Extracts from Mark Sinker’s introduction to A Hidden Landscape Once A Week: The Unruly Curiosity Of The UK Music Press In The 1960s-80s, In The Words Of Those Who Were There
(In May 2015 Mark Sinker convened a conference at Birkbeck, University of London, to discuss the emergence and evolution of the countercultural voice in the UK, as inflected through the rock papers and music press. As well as essays and memoirs from and interviews with participants, as illustrated by Savage Pencil, the book includes select edited transcripts of some of these panels.)
From Mark Sinker’s introduction: The story of the music press in the era that this anthology covers, the early 1960s to the late 80s, is one of gatekeeping and its discontents, a long, many-sided tussle over authority and access. What’s good and who decides? Who ought to be deciding, and who selects the deciders? Which habits to challenge, which conventions to confront; when do gossip and spiteful fun turn bad? Who knows what, who’s talking to who — who pays for it all and what’s their cut? Land on the wrong page of almost any publication mentioned here and you’re immersed in a welter of teenage obsession, confusion, ignorance and malice. Posturing, feuds, very bad writing about very bad music — except over the period examined, this was also a remarkable and an unlikely cultural pocket developing largely unnoticed by the wider media, in which could be found valuable engagement with any number of off–mainstream projects: besides music, obviously, you might discover films, fashion, street theatre, science fiction, poetry and vanguard art, radical politics and cultural theory — and hints, too, maybe, on how to access the sexual or pharmaceutical netherworlds. This was a hidden landscape that changed from week to week: in every issue, or nearly every issue, there’d be something new and unexpected to explore.

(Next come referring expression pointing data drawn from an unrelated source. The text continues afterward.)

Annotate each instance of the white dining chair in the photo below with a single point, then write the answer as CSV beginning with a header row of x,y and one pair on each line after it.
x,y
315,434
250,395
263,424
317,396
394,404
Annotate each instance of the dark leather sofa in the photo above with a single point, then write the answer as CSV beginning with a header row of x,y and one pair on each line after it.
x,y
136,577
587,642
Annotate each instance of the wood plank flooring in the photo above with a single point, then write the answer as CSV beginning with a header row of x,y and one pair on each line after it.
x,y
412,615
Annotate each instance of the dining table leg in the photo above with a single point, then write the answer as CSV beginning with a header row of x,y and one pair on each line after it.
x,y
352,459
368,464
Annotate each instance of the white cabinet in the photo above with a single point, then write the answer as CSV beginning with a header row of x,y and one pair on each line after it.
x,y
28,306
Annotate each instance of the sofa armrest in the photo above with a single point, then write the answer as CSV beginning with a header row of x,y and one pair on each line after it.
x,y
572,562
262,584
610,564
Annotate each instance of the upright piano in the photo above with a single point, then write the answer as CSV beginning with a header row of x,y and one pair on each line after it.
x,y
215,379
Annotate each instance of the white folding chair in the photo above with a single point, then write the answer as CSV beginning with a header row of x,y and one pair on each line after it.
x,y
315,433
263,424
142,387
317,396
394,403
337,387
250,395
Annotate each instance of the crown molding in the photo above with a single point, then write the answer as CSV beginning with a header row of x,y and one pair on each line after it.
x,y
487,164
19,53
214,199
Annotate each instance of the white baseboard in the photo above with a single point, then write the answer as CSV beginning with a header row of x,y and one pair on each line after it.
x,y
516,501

Extract from Panel 3: Rhetorics of Outsider Style and the Implicit Politics of Critical Stance
(Paul Morley and Barney Hoskyns of NME in its imperial phase talk arrogance and ambition with Jonh Ingham of Sounds, the first writer to recognise what the Sex Pistols might be opening up… )
PM: This great moment when New Order or Siouxsie or Depeche Mode — or even Simple Minds at that point — were on Top of the Pops. It seemed like an act of invasion into a cosy world. Billy Mackenzie and the Associates seemed to be some sort of triumph, which confirmed how we’d been writing and what we’d been writing about. There was change, even though it was obviously establishment change, but it seemed like change. It seemed better and different.

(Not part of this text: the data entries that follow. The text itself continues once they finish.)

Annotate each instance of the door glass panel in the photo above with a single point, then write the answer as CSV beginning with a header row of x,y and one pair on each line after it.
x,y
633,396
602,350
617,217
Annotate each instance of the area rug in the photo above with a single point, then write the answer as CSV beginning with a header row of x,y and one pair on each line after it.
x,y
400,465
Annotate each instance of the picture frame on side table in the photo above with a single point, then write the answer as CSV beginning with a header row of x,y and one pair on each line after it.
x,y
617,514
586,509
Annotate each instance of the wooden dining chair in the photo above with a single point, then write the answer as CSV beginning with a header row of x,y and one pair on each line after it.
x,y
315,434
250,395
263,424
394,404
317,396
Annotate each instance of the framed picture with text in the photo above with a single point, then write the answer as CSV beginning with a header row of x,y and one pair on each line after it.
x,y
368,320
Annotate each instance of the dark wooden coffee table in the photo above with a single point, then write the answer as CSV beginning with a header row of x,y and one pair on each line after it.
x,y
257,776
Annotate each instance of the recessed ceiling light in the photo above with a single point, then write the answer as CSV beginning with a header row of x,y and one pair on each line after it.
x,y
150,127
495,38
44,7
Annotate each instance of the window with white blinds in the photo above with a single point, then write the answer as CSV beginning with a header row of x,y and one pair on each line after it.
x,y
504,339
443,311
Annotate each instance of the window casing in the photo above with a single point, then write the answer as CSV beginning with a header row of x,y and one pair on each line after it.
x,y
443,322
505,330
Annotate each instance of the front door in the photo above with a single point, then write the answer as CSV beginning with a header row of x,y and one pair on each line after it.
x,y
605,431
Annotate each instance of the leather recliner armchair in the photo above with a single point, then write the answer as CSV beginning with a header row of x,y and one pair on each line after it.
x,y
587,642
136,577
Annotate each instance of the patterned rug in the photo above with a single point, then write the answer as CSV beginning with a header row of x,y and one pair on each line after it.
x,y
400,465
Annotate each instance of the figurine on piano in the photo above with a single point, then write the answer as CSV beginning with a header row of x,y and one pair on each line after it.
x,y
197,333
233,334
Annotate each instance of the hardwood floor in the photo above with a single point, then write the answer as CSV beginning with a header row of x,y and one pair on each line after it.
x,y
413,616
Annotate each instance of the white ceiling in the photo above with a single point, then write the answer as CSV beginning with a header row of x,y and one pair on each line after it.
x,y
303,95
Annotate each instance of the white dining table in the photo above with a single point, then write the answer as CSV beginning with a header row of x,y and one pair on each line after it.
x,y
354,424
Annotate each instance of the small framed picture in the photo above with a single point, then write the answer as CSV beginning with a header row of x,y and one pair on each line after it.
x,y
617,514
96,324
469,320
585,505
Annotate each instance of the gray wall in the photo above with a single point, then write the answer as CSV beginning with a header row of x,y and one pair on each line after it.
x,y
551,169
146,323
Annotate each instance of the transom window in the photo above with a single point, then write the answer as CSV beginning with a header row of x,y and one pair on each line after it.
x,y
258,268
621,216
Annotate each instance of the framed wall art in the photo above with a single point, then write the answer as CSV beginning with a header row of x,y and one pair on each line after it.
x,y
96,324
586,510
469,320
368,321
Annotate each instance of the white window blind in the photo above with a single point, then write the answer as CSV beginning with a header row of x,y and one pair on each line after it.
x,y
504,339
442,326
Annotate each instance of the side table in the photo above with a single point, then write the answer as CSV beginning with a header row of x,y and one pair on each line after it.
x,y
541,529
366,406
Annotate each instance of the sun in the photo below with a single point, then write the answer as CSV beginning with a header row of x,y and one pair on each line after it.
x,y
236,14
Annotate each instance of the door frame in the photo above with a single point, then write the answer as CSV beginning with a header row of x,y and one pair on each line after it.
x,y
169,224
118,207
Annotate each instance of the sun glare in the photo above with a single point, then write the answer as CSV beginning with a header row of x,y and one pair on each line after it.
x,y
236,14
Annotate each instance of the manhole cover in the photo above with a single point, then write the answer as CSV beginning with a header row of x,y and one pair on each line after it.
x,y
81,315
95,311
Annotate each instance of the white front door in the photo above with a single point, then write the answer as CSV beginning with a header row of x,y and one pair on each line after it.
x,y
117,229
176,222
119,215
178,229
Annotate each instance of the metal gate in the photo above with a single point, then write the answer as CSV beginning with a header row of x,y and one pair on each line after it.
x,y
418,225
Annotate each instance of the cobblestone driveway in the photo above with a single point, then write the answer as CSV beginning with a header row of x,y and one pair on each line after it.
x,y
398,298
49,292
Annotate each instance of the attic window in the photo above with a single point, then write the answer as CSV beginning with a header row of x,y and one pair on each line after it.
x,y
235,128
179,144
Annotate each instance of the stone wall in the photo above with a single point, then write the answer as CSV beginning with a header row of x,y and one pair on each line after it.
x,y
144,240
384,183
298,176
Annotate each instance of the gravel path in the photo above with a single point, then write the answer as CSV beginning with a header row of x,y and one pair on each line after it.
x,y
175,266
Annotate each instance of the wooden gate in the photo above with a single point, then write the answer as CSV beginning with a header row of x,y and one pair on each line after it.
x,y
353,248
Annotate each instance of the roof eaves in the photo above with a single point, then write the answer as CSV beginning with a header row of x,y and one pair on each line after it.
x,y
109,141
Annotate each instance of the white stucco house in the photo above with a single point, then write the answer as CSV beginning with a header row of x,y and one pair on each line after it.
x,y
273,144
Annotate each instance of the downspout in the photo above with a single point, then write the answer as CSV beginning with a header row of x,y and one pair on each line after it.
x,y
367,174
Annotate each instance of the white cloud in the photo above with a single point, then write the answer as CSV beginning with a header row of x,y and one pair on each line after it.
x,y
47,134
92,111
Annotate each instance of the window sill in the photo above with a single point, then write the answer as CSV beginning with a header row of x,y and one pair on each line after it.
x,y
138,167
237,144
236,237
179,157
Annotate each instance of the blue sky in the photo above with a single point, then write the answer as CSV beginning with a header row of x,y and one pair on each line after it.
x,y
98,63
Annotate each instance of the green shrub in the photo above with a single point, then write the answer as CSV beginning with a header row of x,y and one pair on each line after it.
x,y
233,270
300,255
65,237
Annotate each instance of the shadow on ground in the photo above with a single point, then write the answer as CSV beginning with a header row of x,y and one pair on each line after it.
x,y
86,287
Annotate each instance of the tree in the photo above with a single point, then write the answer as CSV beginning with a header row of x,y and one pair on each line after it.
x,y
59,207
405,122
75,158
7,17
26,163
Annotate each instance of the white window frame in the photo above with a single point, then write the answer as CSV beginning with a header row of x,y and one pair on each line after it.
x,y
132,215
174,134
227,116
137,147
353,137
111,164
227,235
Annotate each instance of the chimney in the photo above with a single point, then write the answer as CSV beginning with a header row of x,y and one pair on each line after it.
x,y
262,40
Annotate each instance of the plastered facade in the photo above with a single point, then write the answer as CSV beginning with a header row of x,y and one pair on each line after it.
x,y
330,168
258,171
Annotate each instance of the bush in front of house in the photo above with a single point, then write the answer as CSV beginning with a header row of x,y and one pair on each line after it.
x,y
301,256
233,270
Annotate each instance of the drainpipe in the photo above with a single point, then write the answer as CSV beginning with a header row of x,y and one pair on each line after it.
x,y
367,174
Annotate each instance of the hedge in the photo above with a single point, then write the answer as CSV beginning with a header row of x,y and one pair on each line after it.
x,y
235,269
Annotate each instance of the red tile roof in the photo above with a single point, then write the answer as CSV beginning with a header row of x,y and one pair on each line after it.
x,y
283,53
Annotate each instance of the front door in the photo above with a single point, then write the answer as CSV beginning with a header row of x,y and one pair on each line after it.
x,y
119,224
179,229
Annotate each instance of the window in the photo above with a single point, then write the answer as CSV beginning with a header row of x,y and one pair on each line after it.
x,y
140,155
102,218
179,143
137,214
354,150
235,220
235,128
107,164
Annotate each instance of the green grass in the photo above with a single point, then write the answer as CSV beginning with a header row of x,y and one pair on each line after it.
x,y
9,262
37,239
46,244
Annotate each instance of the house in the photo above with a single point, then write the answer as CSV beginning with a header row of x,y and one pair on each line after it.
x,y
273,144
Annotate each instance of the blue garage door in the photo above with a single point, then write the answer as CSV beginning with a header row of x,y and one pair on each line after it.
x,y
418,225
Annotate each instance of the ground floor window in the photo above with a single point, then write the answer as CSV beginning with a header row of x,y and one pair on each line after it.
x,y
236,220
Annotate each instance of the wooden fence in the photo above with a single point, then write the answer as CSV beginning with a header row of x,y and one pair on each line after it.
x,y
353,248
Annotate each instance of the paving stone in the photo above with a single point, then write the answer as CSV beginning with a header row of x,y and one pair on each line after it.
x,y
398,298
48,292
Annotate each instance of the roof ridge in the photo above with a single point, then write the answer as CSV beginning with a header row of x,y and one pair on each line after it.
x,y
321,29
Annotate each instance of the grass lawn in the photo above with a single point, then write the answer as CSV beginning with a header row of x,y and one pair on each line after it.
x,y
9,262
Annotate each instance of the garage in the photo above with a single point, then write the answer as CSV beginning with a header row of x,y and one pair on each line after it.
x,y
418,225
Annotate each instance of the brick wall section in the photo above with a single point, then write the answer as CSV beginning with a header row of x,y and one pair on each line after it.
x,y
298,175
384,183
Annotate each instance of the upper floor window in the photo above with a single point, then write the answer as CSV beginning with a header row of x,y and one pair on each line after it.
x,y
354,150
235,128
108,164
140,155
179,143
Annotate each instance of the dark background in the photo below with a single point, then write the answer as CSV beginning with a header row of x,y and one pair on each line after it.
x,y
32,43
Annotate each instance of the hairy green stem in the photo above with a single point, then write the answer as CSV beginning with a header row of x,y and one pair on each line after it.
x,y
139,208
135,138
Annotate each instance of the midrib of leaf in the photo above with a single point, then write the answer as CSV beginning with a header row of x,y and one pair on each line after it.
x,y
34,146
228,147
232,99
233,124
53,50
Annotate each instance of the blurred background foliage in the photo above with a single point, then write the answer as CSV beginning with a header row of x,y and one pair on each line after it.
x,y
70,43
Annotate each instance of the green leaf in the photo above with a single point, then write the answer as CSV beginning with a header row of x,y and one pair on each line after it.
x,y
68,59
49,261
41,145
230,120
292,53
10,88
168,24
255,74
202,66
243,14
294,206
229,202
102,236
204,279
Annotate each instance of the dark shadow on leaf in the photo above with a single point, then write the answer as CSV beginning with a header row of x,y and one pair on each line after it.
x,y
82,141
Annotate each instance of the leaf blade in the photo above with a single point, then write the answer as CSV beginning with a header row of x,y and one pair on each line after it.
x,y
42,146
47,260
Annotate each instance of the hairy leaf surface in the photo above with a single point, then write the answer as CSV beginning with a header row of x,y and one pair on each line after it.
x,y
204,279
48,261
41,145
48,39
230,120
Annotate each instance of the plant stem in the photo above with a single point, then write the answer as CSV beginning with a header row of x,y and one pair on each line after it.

Toby Litt (chair): Doesn’t that give up the outsiderness? Doesn’t that mean that two weeks later the Associates will be on the cover of Smash Hits saying yellow is their favourite colour?
PM: It was all moving so quickly and you were making decisions so quickly that it didn’t seem that way. I mean, even with Frankie my adverts were basically attacking Wham! and Duran Duran. So I was still making that ideological protrusion. And in a way it became too dominant. The manifesto situation dominated, and I look at it now with some embarrassment. But that was the willing of something into being — and I had taken it seriously, and that was why I had wanted to be a writer. So for a couple of weeks I did will it into being — and then George Michael was number one again and we had to start all over again.

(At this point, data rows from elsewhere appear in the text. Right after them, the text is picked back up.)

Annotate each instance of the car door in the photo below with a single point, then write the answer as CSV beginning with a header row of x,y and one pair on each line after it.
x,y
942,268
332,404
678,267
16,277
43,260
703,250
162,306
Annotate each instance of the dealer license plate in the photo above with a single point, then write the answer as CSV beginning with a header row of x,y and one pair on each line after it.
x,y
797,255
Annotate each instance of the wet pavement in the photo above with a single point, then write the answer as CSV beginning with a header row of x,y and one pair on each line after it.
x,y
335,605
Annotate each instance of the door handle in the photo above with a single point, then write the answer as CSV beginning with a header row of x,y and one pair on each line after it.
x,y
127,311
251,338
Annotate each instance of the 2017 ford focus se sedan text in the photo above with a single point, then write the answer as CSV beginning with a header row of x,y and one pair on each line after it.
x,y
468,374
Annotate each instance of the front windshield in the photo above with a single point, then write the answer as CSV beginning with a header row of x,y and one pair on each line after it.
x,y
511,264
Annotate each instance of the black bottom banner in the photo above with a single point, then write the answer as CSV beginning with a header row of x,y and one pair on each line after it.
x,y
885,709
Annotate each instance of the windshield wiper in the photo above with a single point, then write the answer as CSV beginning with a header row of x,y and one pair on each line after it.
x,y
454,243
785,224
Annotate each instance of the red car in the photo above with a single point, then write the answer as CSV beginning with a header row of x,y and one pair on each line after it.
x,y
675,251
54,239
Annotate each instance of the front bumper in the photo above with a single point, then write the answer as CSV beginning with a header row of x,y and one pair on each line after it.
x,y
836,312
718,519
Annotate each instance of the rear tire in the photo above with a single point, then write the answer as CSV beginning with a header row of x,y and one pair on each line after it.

TL: Jonh, there came a point at which you disengaged from the writing and moved on to other things. Was it the music or the political disengagement?
JI: I burnt out on the writing. At the end of the day there’s kind of two stories if you’re doing features: either you’re on the road with a band or you’re in the room with a band, and those two stories can get very old after you’ve written hundreds of them. Before Grundy nobody expected what did happen to happen — which was like the whole place knew about it in just one day, and suddenly every 15-year-old in the country had something to get excited about, for better or worse. The assumption had been that it would just kind of roll through 1977, and by about 78 or 79 would become really popular in a traditional sort of way. When it all blew up like that I thought, “This looks interesting, what can I do?” So there was a degree of that.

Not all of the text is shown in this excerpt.